名称・コード | 日本株高配当70ETF・1577 |
運用会社 | 野村アセットマネジメント |
信託報酬(税込) | 0.352% |
決算回数・決算日 | 4回(1・4・7・10月の各7日) |
基準株価(2020年9月1日現在) | 18,750円 |
分配金利回り(直近1年間) | 4.18% |
構成上位銘柄 | 清水建設/JSR/中国電力/KDDI/東北電力/NTTドコモ/伊藤忠商事/SBIホールディングス/武田薬品工業など |
4-3.MAXIS 日本株高配当70マーケットニュートラル(1499)
日本株高配当70マーケットニュートラル(正式名称:MAXIS日本株高配当70マーケットニュートラル上場投信)は、三菱UFJ国際投信が運用する高配当ETFです。野村日本株高配当70マーケットニュートラル指数に連動するように運用されています。

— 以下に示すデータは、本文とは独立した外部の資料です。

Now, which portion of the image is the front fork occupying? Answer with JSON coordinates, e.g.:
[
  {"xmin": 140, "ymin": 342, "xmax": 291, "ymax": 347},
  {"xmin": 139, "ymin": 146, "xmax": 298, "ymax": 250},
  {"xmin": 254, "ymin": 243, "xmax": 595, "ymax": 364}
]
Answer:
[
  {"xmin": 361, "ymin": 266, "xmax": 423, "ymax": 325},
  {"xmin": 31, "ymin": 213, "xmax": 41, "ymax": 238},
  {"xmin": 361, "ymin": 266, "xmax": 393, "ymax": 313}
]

直近1年間の分配金と基準株価から計算する分配金利回りは4.01%となっています。
名称・コード | 日本株高配当70マーケットニュートラル・1499 |
運用会社 | 三菱UFJ国際投信 |
信託報酬(税込) | 0.44% |
決算回数・決算日 | 4回(1・4・7・10月の各10日) |
基準株価(2020年9月1日現在) | 8,000円 |
分配金利回り(直近1年間) | 4.01% |
構成上位銘柄 | NTTドコモ/ソフトバンク/KDDI/トヨタ自動車/日本電信電話/武田薬品工業/日本たばこ産業/三菱商事など |
まとめ
今回は高配当ETFの特徴やメリット・デメリットなどについて解説しました。
高配当ETFが気になっている方は、この記事を参考に検討を進めてみてはいかがでしょうか。